Russian-U.S. cooperation in Syria in peril after attack on UN convoy

A boy rides a bicycle near a damaged aid truck after an airstrike on the rebel held Urm al-Kubra town, western Aleppo city, Syria, on Sept. 20, 2016.

A boy rides a bicycle near a damaged aid truck after an airstrike on the rebel held Urm al-Kubra town, western Aleppo city, Syria, on Sept. 20, 2016.

Reuters
Russian experts believe that the latest incidents in Syria, which have seen the fragile ceasefire agreement fall apart, may transform the conflict into a proxy war between Russia and the U.S.

The ceasefire in Syria that Russian and American diplomats had only been able to establish after many months of painstaking negotiations has been broken only a few days after taking hold.

On Sept. 19 a UN humanitarian convoy on its way to relieve a rebel-held part of Aleppo came under air attack. According to preliminary information, 21 people died as a result of the bombing, which wiped out 18 trucks full of food. A UN spokesperson said the convoy’s route had been provided to all parties in the conflict and was clearly marked.

Reciprocal accusations

On the evening of Sept. 19 the U.S. retaliated by accusing Moscow and Damascus of war crimes, pointing out that they were the only two players in Syria who could have bombed the UN humanitarian convoy.

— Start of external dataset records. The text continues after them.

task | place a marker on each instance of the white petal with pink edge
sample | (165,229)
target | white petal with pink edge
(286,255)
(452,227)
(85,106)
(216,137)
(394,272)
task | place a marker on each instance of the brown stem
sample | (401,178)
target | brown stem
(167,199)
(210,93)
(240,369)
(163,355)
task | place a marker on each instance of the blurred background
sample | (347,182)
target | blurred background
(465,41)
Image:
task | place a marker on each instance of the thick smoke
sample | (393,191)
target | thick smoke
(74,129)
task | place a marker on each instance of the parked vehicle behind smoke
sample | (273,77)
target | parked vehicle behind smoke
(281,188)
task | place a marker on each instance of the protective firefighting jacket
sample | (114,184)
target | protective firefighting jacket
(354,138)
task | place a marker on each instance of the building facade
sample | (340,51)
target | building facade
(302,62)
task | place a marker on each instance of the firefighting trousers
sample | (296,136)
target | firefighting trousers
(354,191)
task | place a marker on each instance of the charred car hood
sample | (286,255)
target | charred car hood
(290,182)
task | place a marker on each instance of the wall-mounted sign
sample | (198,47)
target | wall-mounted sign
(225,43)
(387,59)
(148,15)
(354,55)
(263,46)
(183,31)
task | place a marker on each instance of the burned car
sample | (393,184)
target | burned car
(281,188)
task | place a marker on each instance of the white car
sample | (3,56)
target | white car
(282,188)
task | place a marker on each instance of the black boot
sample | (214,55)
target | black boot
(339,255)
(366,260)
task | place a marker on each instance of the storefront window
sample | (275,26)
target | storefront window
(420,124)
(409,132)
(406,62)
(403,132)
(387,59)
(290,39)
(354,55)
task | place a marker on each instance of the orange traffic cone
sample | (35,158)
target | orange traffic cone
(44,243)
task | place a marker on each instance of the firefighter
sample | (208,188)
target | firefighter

U.S. State Department spokesman John Kirby stated that Washington is "outraged" about this incident, complaining that the Syrian regime had obstructed attempts to deliver aid to desperate citizens for more than a week, and when permission had finally been granted, the convoy had been attacked.

"The Assad government and the Russian Federation knew about the convoy's route. UN mission workers were killed for their attempts to help the Syrian people," said Kirby, who added that as a consequence of the strike the U.S. will reconsider its relations with Russia.

The Russian Defense Ministry denies the involvement of Russia's air force in the strike on the UN convoy. It says that according to information provided by Russia's air reconnaissance, on Sept. 19 Al Nusra Front militants began an advance on Aleppo in the area in which the UN convoy was moving.

"We attentively studied the video footage recorded by the so-called ‘activists’ in the location and did not find any signs of ammunition striking the convoy. Everything shown in the video footage is the direct result of a fire that oddly occurred at the same time that the militants began their large-scale advance on Aleppo," explained Russian Defense Ministry spokesman Major General Igor Konashenkov.

Just a few days earlier tensions had risen after the U.S. air force mistakenly bombed Syrian government army positions in Deir el-Zour, leaving 62 people dead and over 100 wounded.

Commenting on the incident in Deir el-Zour, Russian Interior Ministry Spokeswoman Maria Zakharova stated that Moscow had come to a “really horrible conclusion” following the air strikes: “The White House is protecting Islamic State,” she said.

The military personnel and political analysts interviewed by RBTH believe that Russia and the U.S. will now act in Syria in the ways that they individually think best.

Repercussions

Russian and U.S. cooperation in Syria was initially built on very deep distrust towards each other, noted Fyodor Lukyanov, editor-in-chief of Russia in Global Politics.

"In order to obtain results in such conditions basically you need to sign a contract. It must contain precise descriptions of the participants' actions, guarantees that the obligations will be carried out and the consequences of unimplemented actions. Moscow and Washington did not create such a contract," said Lukyanov.

In his opinion, military action will now be renewed in the region and events will unfold according to one of two scenarios.

"Russia and the U.S. will again try to find points of convergence and sit down at the negotiating table, something that is very unlikely after the incident with the UN convoy. Or the events, to our horror, may lead to a proxy war in Syria," added Lukyanov.

He believes that Russia and the U.S. may start to act against each other through their sponsored parties in the country, and in the worst-case scenario Russia and the U.S. may even begin a direct conflict with each other in the region.

Military expert and deputy director of the Institute for CIS Countries Vladimir Yevseyev thinks that Russia's future actions in the region will be determined by its military cooperation with Turkey.

After the visit by Russia’s chief of staff General Valery Gerasimov to Turkey on Sept. 15 Ankara announced that it was expanding its participation in the Syrian conflict.

"The matter concerns joint coordination of combat activities. It began through special communication channels and is being ‘transferred’ to the battlefield. Perhaps later we will see interactivity in the battles for Aleppo," said Yevseyev.